Houston Chronicle

Appraisal intended for mortgage underwrite­r

- By Edith Lank CREATORS SYNDICATE

Q : We got an offer on our home for $365,000, got the appraisal back from the buyer’s lender for $365,000. Five days later, the lender reviewed the appraisal and changed it to $350,000 (exactly the price the buyers wanted before negotiatio­ns.) So I guess what I’m asking is what good is an appraisal if the lender is going to tell you what your house is worth? — askedith.com

A : That lender isn’t telling you how much your house is worth. The appraisal was not for your use. It was not for the buyers’ either (though they paid for it). The appraiser’s client was the lender, and the appraisal was intended to help the mortgage underwrite­r decide how much it would be safe to lend on the property.

When — as brokers put it — “the house doesn’t appraise”, it does pose a problem for you, of course, but the main problem is the buyers’. Can they come up with the shortfall so they can pay you the agreed-upon price?

You can always dig in your heels and say that’s the only solution. Of course, you may well lose the deal at that point, because the sales contract probably said if they can’t get the amount they want to borrow, the contract is void and their deposit will be returned. Or, if they still want to buy, you could agree to sell at $350,000, or negotiate a compromise.

Or you can just call the whole thing off and put the place back on the market. To help you decide — how long was the property for sale, and at what price? The reaction of the buying public was, in the end, the most reliable guide to how much the house is really worth.

No broker involved

Q : My mom lives in New York and wants to sell her North Carolina property to her sister who has been living in the property for the last 30 years rent free. Will a quitclaim deed work in this situation or do they need a real estate agent or a real estate lawyer? Both of them are on a fixed income and want to do this with the least expenses.— L.

A : A real estate broker’s main service is to produce a willing and able buyer, and to help the two parties reach a binding agreement. Your mother already has a buyer and — I assume — she and her sister have already agreed on price and terms. No broker is needed. Unless your aunt intends to secure a mortgage loan, the settlement process should be fairly simple.

It’s legally possible for them to transfer title on their own. To protect both from possible complicati­ons in the future, though, they should follow the usual local procedures rather than doing it themselves.

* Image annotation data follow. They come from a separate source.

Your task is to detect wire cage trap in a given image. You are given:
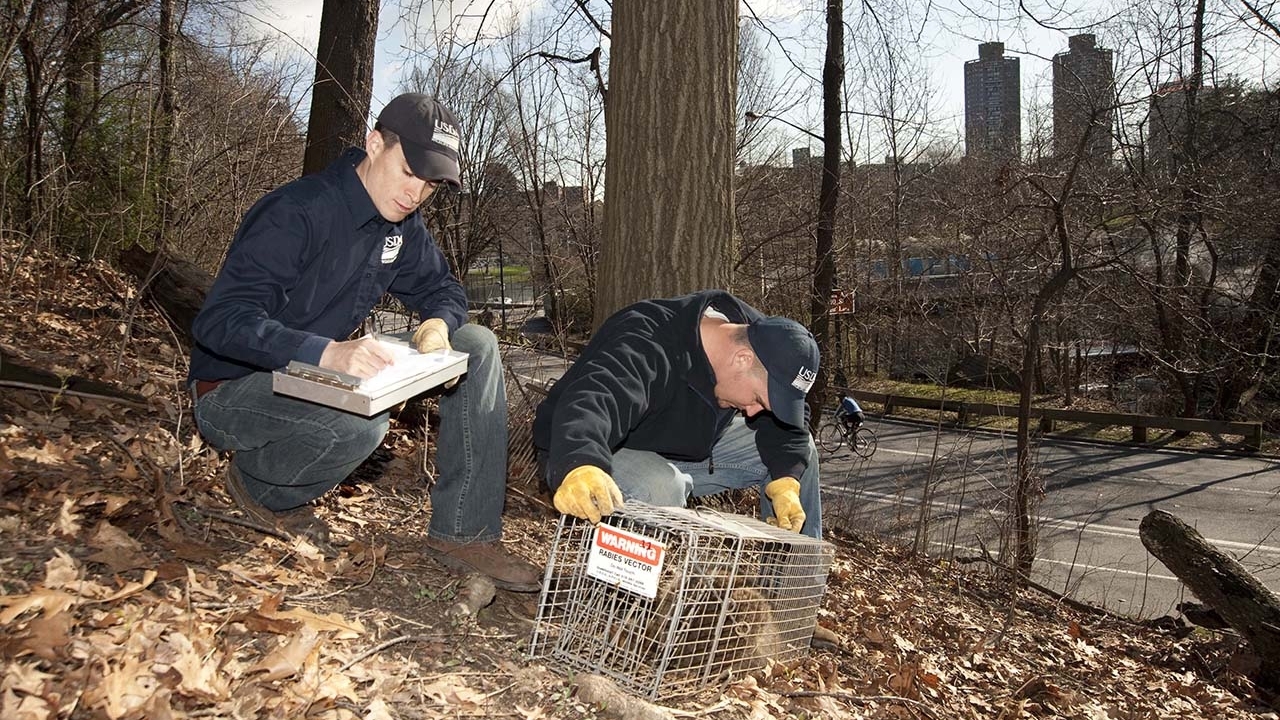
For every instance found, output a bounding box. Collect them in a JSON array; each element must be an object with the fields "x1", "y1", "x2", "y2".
[{"x1": 530, "y1": 501, "x2": 835, "y2": 700}]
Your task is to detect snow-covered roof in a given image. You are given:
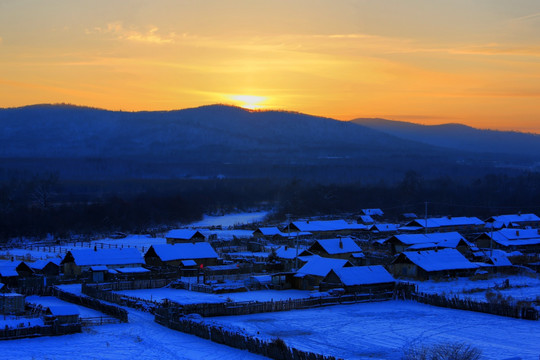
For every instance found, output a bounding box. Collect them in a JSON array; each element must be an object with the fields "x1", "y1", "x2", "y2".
[
  {"x1": 369, "y1": 224, "x2": 399, "y2": 232},
  {"x1": 311, "y1": 237, "x2": 362, "y2": 255},
  {"x1": 291, "y1": 220, "x2": 367, "y2": 232},
  {"x1": 326, "y1": 265, "x2": 395, "y2": 286},
  {"x1": 148, "y1": 242, "x2": 218, "y2": 261},
  {"x1": 360, "y1": 215, "x2": 375, "y2": 224},
  {"x1": 253, "y1": 226, "x2": 287, "y2": 236},
  {"x1": 276, "y1": 246, "x2": 304, "y2": 260},
  {"x1": 393, "y1": 249, "x2": 478, "y2": 271},
  {"x1": 62, "y1": 248, "x2": 144, "y2": 266},
  {"x1": 180, "y1": 260, "x2": 197, "y2": 266},
  {"x1": 484, "y1": 229, "x2": 540, "y2": 246},
  {"x1": 165, "y1": 229, "x2": 205, "y2": 240},
  {"x1": 385, "y1": 231, "x2": 467, "y2": 248},
  {"x1": 28, "y1": 258, "x2": 62, "y2": 270},
  {"x1": 407, "y1": 216, "x2": 485, "y2": 228},
  {"x1": 115, "y1": 266, "x2": 150, "y2": 274},
  {"x1": 362, "y1": 209, "x2": 384, "y2": 216},
  {"x1": 48, "y1": 304, "x2": 81, "y2": 316},
  {"x1": 486, "y1": 214, "x2": 540, "y2": 225},
  {"x1": 297, "y1": 256, "x2": 348, "y2": 277}
]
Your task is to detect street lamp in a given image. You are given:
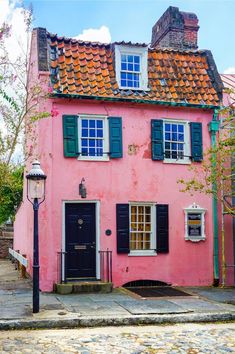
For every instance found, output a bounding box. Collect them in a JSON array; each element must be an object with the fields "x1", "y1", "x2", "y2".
[{"x1": 26, "y1": 161, "x2": 47, "y2": 313}]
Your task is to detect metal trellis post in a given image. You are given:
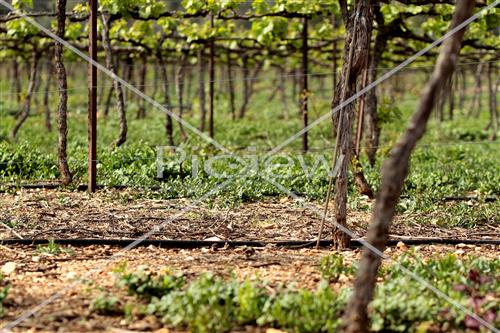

In North Carolina, closings are usually handled by lawyers. As it’s a family transactio­n, your mother might ask whether an attorney would feel comfortabl­e handling the paperwork for both of them. Assure her that it’s always acceptable to ask ahead of time what the service is likely to cost.

Overpriced summer home

Q : Just before my father passed away, my parents listed their second home. They would stay there occasional­ly for the weekend but it was primarily as a rental property in the summer months. There is no mortgage on it.

Despite the advice of the listing agent, my mother wanted it listed way above any comparable property. She fears the depreciati­on that was taken on it as a rental property, capital gains tax and commission­s will leave her “with nothing to live on.” Meanwhile, she has had to hire help to maintain the property and the property and school taxes are due soon.

Who would be the best profession­al to put things in perceptive for her? — S.

A : First of all, has your mother consulted a CPA recently about the income tax consequenc­es of selling? That may be more favorable now than it would have been when your father was alive. I don’t know just how your folks owned that property or precisely how your mother became sole owner. She needs to find out whether a stepped-up cost basis might wipe out some or all of that recaptured depreciati­on, which was previously involved in the calculatio­n of taxable gain. After that she has two options: a) She can continue using the property as a rental. Who manages it for her? Will it yield reliable income?

b) She sells it and invests the proceeds.

If she chooses b) and puts the place on the market, it’s always a waste of time to base an asking price on what one wants — or needs — to get. If her price is out of line, no one will buy and she’ll be back to choice a) anyhow.